1  Introduction

Warning

This book is a work in progress, please bear with me as I update and fix the issues.

If you have any particular examples you’d like to be included please let me know @ c.jonestodd@auckland.ac.nz

The stelfi package fits Hawkes and log-Gaussian Cox Point Process models, with extensions, using Template Model Builder (Kristensen et al. (2016)).

Overview

A Hawkes process is a self-exciting temporal point process where the occurrence of an event immediately increases the chance of another (see Hawkes (1971)). stelfi also offers functionality to fit self-inhibiting process and a non-homogeneous background rate.

A log-Gaussian Cox process is a Poisson point process where the log-intensity is given by a Gaussian random field. stelfi also offers functionality to extend this to a joint likelihood formulation fitting a marked log-Gaussian Cox model.

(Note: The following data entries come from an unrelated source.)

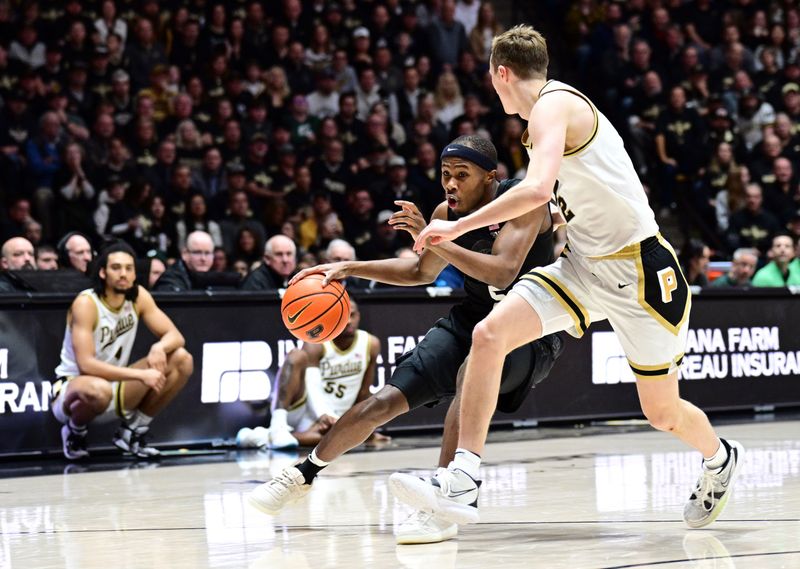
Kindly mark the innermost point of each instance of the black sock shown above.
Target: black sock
(309, 470)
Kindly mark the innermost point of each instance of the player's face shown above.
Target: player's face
(119, 273)
(464, 185)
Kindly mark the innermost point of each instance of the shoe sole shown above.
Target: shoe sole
(438, 537)
(421, 496)
(724, 501)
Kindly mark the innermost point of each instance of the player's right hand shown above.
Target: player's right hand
(154, 379)
(330, 272)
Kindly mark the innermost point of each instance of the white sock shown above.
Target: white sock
(717, 459)
(467, 461)
(280, 419)
(314, 459)
(140, 420)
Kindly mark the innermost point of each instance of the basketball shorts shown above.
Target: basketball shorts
(59, 390)
(639, 289)
(427, 375)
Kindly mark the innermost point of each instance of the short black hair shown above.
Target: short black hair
(479, 143)
(99, 283)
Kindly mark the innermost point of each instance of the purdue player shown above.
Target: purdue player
(94, 377)
(616, 266)
(491, 258)
(320, 382)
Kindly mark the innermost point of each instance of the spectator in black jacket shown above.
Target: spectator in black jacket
(197, 257)
(280, 262)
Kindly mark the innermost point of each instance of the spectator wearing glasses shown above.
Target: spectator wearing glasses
(196, 257)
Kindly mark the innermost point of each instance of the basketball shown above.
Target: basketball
(315, 314)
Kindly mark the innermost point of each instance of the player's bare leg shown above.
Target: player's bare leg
(454, 493)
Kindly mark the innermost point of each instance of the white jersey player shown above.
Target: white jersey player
(616, 266)
(94, 376)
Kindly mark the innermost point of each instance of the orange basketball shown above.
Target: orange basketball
(315, 314)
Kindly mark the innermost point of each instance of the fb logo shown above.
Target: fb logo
(235, 371)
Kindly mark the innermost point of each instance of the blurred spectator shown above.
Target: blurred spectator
(752, 226)
(196, 218)
(447, 37)
(75, 251)
(694, 260)
(16, 254)
(783, 269)
(483, 32)
(280, 262)
(239, 217)
(196, 257)
(158, 229)
(46, 258)
(247, 246)
(743, 267)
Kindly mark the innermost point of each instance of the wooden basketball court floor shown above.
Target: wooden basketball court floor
(600, 501)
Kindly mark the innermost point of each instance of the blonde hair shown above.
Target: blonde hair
(523, 50)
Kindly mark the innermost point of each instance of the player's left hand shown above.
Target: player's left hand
(408, 218)
(438, 230)
(157, 358)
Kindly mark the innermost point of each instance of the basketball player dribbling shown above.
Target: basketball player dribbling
(94, 378)
(491, 258)
(320, 382)
(616, 266)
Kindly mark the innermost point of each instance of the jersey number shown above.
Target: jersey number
(335, 388)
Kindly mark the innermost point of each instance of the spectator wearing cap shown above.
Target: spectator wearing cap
(280, 262)
(16, 254)
(75, 252)
(257, 119)
(27, 48)
(109, 22)
(743, 267)
(239, 216)
(781, 197)
(300, 76)
(361, 47)
(752, 226)
(784, 267)
(319, 53)
(144, 53)
(324, 101)
(196, 257)
(447, 37)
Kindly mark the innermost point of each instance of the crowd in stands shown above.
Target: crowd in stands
(249, 136)
(707, 93)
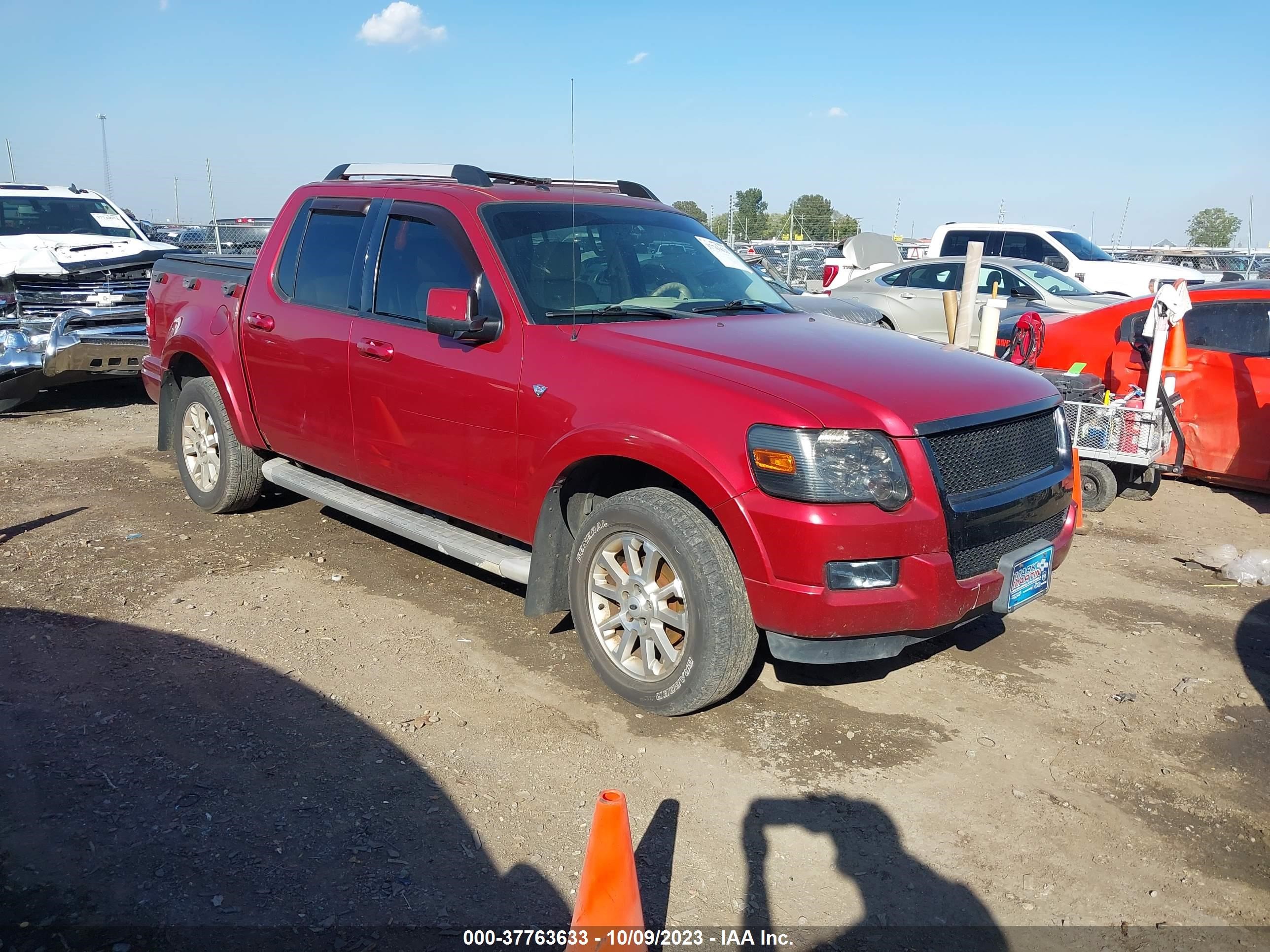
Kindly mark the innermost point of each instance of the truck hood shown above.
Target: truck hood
(64, 254)
(844, 375)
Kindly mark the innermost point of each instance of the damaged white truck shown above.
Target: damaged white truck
(74, 272)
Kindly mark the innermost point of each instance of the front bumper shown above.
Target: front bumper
(927, 601)
(79, 343)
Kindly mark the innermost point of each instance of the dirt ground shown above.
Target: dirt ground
(283, 721)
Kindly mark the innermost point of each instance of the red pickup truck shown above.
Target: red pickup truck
(574, 386)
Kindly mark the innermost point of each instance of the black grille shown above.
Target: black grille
(984, 558)
(996, 453)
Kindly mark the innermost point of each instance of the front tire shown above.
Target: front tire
(220, 474)
(660, 603)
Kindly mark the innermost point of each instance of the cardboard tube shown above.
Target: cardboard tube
(969, 289)
(951, 311)
(989, 320)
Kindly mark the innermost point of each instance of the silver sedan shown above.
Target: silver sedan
(911, 295)
(808, 303)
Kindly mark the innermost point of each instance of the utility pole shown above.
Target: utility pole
(211, 197)
(789, 257)
(106, 160)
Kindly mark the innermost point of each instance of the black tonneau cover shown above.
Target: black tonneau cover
(237, 268)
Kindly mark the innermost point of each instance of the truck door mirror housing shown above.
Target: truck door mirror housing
(451, 312)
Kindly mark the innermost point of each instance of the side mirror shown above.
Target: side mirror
(450, 314)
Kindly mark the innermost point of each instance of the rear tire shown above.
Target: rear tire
(1099, 486)
(220, 474)
(660, 603)
(1138, 486)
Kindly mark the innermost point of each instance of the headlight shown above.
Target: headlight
(1064, 439)
(8, 295)
(827, 466)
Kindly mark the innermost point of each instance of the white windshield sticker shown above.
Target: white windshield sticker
(723, 253)
(109, 220)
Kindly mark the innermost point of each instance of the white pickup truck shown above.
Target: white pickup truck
(1063, 249)
(74, 272)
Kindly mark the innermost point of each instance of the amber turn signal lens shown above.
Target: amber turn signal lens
(775, 461)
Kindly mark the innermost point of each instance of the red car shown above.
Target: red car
(578, 387)
(1226, 394)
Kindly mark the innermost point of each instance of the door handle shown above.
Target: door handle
(375, 349)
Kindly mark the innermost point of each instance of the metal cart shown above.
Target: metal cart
(1121, 448)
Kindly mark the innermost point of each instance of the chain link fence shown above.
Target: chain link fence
(224, 237)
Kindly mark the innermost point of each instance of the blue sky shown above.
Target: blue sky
(1062, 111)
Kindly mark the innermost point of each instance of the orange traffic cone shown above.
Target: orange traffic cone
(1077, 495)
(609, 889)
(1176, 357)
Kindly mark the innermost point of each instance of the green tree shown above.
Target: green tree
(691, 208)
(1213, 228)
(813, 217)
(844, 226)
(750, 214)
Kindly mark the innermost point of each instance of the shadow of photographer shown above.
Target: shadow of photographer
(906, 903)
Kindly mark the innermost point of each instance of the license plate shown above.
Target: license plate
(1028, 579)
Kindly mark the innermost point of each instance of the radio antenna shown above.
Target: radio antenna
(573, 256)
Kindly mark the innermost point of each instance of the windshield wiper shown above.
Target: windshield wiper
(740, 305)
(619, 310)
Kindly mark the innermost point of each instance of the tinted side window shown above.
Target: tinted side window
(1234, 327)
(1008, 282)
(286, 273)
(325, 263)
(1034, 248)
(940, 277)
(955, 243)
(417, 258)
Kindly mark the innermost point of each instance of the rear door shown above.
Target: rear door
(295, 336)
(1227, 394)
(435, 418)
(921, 300)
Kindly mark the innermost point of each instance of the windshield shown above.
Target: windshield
(36, 215)
(773, 278)
(1052, 281)
(1080, 247)
(570, 262)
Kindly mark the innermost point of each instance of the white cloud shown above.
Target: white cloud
(400, 23)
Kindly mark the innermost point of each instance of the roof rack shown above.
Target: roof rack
(474, 175)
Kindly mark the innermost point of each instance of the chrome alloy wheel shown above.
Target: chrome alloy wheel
(200, 444)
(639, 611)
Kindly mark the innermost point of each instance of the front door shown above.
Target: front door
(295, 337)
(435, 418)
(922, 299)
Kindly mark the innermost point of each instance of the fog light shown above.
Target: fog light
(877, 574)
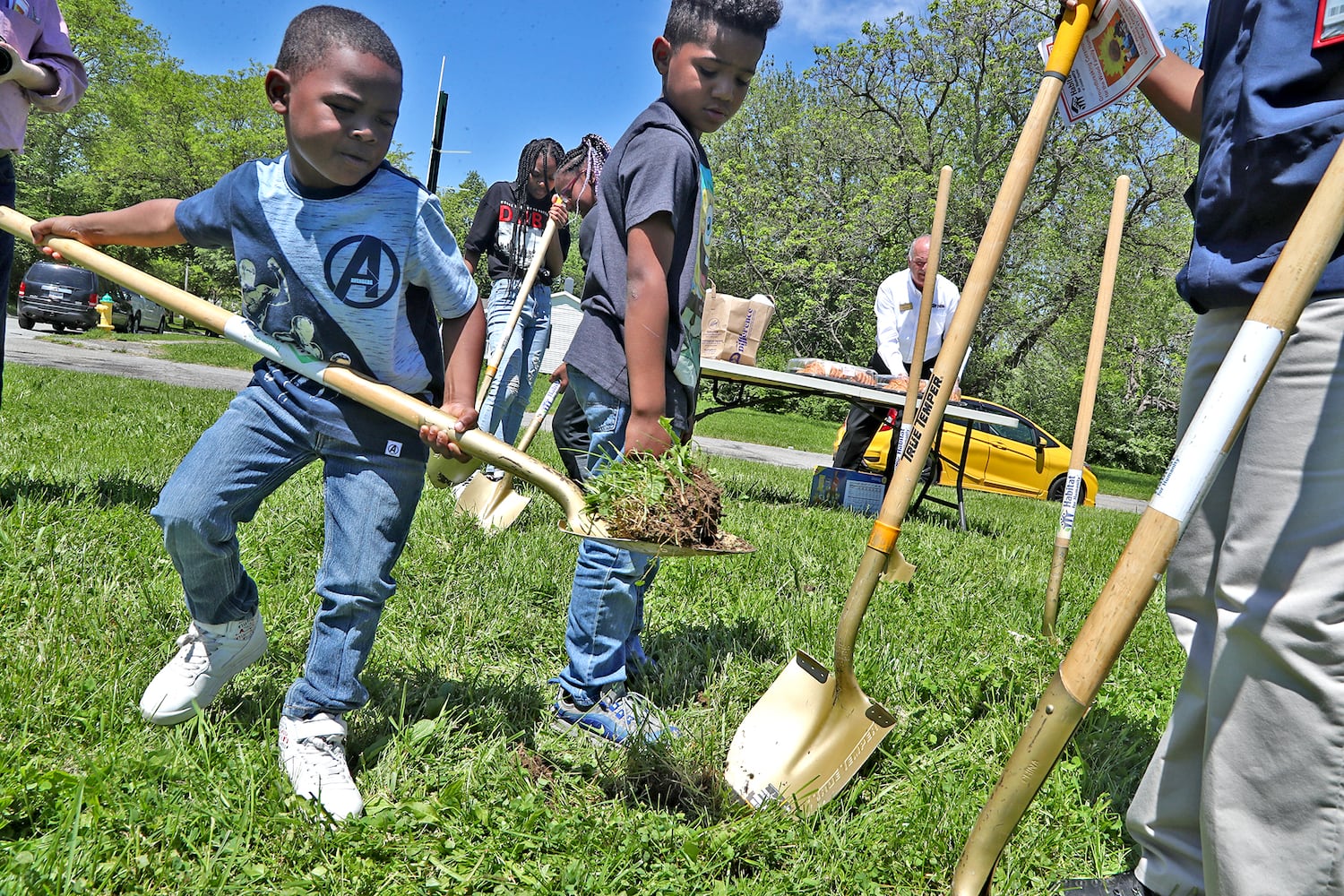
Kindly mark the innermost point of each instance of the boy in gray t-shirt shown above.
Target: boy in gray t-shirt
(636, 355)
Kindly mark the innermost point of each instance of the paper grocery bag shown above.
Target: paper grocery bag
(731, 327)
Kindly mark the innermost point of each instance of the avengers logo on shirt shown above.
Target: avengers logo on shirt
(362, 271)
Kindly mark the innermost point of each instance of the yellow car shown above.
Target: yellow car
(1023, 460)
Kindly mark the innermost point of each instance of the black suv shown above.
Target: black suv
(67, 296)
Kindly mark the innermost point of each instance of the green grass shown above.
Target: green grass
(468, 788)
(763, 427)
(218, 352)
(1125, 482)
(191, 349)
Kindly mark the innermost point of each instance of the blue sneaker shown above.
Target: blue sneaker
(613, 719)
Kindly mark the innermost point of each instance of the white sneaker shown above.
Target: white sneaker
(207, 657)
(312, 753)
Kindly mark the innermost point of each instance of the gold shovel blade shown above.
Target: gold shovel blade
(495, 505)
(804, 739)
(444, 471)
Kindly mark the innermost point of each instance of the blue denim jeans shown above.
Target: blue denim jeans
(8, 190)
(607, 600)
(502, 416)
(368, 498)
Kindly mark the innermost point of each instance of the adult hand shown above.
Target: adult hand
(26, 74)
(69, 226)
(11, 62)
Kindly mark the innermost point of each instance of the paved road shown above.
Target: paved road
(134, 359)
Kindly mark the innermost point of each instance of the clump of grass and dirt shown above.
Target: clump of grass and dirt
(669, 498)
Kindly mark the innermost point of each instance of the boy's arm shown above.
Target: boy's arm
(556, 253)
(1176, 90)
(650, 245)
(150, 223)
(464, 346)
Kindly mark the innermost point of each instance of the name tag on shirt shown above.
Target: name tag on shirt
(1330, 23)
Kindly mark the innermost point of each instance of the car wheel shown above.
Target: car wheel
(1056, 489)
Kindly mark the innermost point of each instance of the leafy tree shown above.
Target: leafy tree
(825, 179)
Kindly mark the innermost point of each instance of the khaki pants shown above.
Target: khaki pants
(1245, 794)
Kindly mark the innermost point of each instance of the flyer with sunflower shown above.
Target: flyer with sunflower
(1118, 50)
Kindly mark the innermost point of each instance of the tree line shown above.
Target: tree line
(823, 180)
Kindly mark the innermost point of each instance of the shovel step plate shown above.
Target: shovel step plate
(804, 739)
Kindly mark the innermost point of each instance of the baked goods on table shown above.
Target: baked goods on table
(833, 371)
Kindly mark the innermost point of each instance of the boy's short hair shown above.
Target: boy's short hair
(317, 30)
(690, 21)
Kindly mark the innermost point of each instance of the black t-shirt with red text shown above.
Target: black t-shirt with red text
(494, 228)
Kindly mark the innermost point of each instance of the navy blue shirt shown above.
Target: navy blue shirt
(1273, 115)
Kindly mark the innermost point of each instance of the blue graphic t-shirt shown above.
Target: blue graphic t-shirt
(359, 276)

In addition, the stelfi offers functionality to fit self-exciting spatiotemporal point processes. Models are fitted via maximum likelihood using ‘TMB’ (Template Model Builder) (Kristensen et al. (2016)). Where included 1) random fields are assumed to be Gaussian and are integrated over using the Laplace approximation and 2) a stochastic partial differential equation model, introduced by Lindgren, Rue, and Lindström (2011), is defined for the field(s).